2) Quantas audiências públicas
foram realizadas pela Câmara de Vereadores antes de apreciar temas de grande
relevância para o município, como é o caso da COSIP?
3) Que tipo de incentivo a
Câmara dá a população para acompanhar os trabalhos da Casa se além de restringir
sua participação a meros espectadores, promove debates paupérrimos, pautados na
defesa incondicional das ações do Poder Executivo?
4) Qual vereador/a sabe da pauta
a ser tratada nas sessões antes que essas se iniciem?
São por estas e outras questões que,
diferentemente do que alguns pensam - e até torcem -, ganhamos mais forças para
continuar lutando, pois além de compreendermos que “nem tudo que é legal é justo e nem tudo que é justo é legal”, temos
consciência de que como já salientavam Marx e Engels há 164 anos
quando da publicação do Manifesto do Partido Comunista: “o poder político
propriamente dito é o poder organizado de uma classe para a opressão de outra”
(MARX & ENGELS, 2008, p. 67). Ou seja, sendo a política a forma de
exercício do poder público característica da sociedade de classes, é ilusão
esperar construir única e exclusivamente por meio dela, em especial no âmbito
estatal, a “sociedade onde todos caibam” – condição basilar para que sejam
realmente resolvidos os problemas coletivos.
No entanto, não é o fato de ser a política uma
atividade essencialmente comprometida com a reprodução dos interesses da classe
dominante que não seja possível também utilizá-la, mesmo que de forma limitada,
em favor dos interesses da classe dominada. Até porque, se é verdade que “não
há nada ruim que não possa ficar pior”, o abandono da participação no poder
público simplesmente por que ele ainda tem um caráter político distancia-nos
mais ainda da construção do seu caráter social.
2 comentários:
Infelizmente estamos vivendo um período crítico a qual, eu particularmente, mesmo sendo professora do município, ciente de minha responsabilidade e importância para a sociedade. Fico na dúvida, sobre o que fazer o que falar, sobre a comunidade do nosso município, visto que, percebo que a cada dia que passa, ao invés, de acontecer um progresso, percebo um retrocesso, um contentamento com o ruim. Há algum tempo também,passei por uma situação parecida com esta de Damião, quando na época o Presidente da Câmara, era o atual vice-prefeito, e o atual Presidente, era Presidente da Comissão da Educação, e eu apenas, pedi a palavra, e solicitei aos mesmos que antes de aprovarem algo relacionado à Educação, convocassem a categoria, visto que, a mesma precisaria estar ciente sobre as reformulações que acontecessem no PCCV. Acreditando eu que estava fazendo o certo, para a categoria e perante as autoridades daquela casa.No entanto, quase fui expulsa.
Prezada Aline Ismar,
Inicialmente, muito obrigado pelo seu comentário!

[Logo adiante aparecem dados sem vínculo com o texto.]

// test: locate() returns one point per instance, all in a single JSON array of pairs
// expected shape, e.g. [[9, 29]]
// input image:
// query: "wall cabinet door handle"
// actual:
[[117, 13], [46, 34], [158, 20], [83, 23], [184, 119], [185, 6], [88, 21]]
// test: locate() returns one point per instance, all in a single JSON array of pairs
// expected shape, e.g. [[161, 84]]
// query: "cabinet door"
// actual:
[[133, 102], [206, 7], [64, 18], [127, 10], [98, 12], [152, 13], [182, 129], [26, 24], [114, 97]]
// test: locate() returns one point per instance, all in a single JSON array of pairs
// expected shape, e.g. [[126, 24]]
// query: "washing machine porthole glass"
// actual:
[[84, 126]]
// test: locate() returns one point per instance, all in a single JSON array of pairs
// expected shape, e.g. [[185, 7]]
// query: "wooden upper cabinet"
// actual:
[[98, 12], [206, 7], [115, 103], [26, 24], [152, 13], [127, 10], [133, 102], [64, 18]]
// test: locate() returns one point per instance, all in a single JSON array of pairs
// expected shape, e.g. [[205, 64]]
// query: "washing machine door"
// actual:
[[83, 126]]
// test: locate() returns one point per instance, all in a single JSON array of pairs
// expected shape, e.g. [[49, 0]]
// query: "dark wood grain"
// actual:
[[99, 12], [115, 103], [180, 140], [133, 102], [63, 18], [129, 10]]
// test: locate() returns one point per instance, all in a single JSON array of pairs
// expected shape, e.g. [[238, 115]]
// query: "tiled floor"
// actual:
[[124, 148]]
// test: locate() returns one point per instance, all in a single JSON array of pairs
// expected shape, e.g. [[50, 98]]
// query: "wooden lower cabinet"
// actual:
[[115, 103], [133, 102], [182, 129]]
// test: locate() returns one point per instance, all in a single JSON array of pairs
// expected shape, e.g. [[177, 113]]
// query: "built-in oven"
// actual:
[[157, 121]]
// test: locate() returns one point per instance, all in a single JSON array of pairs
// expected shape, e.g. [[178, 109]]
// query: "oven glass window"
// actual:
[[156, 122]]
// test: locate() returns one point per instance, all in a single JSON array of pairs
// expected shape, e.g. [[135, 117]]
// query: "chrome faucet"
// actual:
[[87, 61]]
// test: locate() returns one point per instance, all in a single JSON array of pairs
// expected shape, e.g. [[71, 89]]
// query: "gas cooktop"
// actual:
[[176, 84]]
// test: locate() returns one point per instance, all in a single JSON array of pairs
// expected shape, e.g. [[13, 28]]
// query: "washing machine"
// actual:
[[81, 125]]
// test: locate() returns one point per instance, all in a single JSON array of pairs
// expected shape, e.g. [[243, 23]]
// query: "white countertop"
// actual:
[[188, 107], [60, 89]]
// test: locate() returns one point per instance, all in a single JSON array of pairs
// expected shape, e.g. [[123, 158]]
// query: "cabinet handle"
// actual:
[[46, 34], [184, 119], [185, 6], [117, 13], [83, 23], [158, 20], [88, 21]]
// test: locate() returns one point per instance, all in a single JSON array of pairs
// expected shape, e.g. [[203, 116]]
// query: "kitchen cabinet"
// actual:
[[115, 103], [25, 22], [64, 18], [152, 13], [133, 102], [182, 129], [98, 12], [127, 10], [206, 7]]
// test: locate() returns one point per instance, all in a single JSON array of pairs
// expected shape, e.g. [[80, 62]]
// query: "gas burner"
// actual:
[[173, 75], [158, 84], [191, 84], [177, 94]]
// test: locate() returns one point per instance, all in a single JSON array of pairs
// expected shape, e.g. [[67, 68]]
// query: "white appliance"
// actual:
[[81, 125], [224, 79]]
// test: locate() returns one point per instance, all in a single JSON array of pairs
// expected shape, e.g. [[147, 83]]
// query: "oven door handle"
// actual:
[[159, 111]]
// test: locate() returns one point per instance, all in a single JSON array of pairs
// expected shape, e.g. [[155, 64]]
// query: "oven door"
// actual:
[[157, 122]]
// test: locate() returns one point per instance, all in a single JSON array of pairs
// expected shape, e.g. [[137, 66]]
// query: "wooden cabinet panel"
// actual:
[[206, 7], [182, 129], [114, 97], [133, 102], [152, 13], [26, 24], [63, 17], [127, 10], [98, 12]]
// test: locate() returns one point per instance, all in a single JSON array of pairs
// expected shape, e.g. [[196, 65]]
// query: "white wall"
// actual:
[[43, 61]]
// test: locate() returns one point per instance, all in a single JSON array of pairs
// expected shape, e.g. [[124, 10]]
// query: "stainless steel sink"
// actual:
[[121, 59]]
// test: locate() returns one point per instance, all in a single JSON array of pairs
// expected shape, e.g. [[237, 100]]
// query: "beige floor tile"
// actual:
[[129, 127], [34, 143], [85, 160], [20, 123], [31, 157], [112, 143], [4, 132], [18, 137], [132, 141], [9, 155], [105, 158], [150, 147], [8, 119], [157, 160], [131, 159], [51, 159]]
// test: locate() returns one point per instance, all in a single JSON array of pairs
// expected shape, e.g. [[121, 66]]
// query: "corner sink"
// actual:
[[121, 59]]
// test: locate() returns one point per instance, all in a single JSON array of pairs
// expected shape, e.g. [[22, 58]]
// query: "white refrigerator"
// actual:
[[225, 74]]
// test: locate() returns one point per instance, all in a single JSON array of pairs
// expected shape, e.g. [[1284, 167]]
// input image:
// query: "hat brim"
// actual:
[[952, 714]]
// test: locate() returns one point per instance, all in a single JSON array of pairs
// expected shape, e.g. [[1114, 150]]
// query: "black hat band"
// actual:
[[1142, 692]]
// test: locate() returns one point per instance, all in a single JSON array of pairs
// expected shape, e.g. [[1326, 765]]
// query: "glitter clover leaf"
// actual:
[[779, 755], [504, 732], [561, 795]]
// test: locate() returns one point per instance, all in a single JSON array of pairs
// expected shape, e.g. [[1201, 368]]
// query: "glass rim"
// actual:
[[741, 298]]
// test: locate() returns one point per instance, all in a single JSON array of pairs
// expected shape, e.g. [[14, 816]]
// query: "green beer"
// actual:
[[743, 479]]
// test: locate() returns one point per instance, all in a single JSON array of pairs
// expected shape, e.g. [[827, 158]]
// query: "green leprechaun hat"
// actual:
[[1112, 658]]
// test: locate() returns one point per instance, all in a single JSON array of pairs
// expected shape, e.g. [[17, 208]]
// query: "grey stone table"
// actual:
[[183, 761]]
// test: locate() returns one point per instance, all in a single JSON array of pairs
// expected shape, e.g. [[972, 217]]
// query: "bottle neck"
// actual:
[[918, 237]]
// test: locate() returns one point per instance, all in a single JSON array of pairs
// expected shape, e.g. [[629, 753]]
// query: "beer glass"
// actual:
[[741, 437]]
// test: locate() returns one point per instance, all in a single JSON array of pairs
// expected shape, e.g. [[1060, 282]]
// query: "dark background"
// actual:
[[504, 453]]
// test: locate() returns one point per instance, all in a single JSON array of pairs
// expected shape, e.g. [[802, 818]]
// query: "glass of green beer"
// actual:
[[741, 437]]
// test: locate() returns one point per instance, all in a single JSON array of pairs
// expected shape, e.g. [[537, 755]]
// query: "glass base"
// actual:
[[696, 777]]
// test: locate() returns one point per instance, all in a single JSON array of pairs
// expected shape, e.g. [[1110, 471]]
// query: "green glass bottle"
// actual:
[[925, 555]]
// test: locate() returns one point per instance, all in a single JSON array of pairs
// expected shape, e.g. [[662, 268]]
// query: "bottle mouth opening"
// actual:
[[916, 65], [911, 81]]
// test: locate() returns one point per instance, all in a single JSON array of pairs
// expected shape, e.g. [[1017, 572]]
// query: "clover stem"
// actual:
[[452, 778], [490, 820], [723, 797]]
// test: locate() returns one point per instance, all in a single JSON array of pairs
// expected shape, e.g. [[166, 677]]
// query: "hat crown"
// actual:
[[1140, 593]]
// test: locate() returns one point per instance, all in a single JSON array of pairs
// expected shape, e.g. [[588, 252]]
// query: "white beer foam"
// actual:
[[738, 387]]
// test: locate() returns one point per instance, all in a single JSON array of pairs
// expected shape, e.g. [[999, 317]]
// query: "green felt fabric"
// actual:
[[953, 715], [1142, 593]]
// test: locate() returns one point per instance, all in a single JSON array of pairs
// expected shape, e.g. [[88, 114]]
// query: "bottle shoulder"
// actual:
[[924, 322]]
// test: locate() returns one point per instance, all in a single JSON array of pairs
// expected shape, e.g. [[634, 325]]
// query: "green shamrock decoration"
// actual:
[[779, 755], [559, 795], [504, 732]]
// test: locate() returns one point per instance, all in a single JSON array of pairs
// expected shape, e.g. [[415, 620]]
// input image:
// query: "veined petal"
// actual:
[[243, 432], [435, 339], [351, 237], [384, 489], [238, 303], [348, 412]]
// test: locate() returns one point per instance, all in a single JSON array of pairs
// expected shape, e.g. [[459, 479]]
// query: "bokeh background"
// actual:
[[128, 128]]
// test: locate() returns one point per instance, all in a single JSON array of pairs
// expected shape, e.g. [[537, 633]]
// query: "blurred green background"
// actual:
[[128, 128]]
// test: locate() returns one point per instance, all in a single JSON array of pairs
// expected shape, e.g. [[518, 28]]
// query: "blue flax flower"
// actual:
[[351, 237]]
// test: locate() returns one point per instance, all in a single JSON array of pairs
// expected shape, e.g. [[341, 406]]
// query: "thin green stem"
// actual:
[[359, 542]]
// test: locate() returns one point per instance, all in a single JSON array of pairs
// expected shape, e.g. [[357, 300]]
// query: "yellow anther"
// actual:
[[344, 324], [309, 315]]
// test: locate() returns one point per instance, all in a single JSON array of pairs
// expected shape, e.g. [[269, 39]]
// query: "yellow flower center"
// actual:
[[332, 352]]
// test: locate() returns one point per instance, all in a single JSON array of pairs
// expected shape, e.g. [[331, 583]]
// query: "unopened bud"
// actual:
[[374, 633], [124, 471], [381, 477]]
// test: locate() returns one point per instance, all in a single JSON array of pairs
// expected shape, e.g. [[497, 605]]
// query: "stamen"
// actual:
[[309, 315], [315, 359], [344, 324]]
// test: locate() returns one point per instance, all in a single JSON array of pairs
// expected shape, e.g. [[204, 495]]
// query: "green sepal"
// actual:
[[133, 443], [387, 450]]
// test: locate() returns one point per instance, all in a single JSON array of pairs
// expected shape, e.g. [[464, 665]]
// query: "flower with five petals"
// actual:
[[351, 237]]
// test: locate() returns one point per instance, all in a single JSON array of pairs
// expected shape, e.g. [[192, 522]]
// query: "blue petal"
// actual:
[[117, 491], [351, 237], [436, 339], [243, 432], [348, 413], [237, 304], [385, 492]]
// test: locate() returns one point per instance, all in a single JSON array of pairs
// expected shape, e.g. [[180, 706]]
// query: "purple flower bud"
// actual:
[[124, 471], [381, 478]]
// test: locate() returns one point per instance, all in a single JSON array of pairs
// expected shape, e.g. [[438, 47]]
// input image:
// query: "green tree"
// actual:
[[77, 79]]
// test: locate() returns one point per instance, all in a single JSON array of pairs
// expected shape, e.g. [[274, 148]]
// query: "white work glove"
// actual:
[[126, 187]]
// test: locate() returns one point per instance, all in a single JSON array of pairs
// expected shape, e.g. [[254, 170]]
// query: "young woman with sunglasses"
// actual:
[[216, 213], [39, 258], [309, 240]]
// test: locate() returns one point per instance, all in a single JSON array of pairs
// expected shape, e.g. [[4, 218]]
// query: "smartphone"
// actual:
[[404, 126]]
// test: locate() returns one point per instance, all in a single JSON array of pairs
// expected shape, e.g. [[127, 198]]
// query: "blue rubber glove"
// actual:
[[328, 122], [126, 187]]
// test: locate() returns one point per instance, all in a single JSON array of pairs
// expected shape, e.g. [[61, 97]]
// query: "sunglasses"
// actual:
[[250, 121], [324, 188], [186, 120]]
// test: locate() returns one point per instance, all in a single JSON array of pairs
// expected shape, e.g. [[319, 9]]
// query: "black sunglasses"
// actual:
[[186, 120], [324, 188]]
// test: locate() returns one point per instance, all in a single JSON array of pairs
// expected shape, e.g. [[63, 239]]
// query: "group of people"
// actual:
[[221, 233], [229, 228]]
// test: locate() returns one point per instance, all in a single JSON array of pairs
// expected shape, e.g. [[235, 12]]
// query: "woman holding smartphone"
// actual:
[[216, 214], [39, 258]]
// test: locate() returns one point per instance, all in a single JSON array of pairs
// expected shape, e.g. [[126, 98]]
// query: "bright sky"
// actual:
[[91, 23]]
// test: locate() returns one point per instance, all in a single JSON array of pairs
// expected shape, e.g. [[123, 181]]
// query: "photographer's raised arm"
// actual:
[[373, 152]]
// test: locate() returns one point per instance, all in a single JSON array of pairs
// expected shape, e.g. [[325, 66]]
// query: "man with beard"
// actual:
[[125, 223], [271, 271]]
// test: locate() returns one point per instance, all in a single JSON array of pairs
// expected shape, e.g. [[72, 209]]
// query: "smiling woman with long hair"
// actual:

Quanto à situação relatada por ti, infelizmente, não se trata de algo atípico neste e noutros municípios em que os representantes políticos entendem o mandato como "carta branca" para fazerem da coisa pública o que "der na cabeça".
No entanto, penso que isso não deve nos desanimar. Pelo contrário, se entendemos que a coisa pública não pertence apenas a eles, precisamos denunciar essas posturas abusivas e buscarmos meios para ajudar a construir uma cultura política de efetiva participação nos destinos da coletividade.
A sala de aula, apesar dos inúmeros obstáculos, é um desses espaços de formação de uma nova forma de pensar e fazer política. A internet, a família, os amigos, enfim, diversos outros meios e espaços também podem servir para lançarmos a semente da inconformação com o patrimonialismo, a politicagem, a corrupção...
A tarefa é árdua e demorada, mas como dizia Bertolt Brecht: "Nada deve parecer natural. Nada deve parecer impossível de mudar."
Vamos à luta, pois "Quem não se movimenta não sabe as amarras que o prendem" (Rosa Luxemburgo).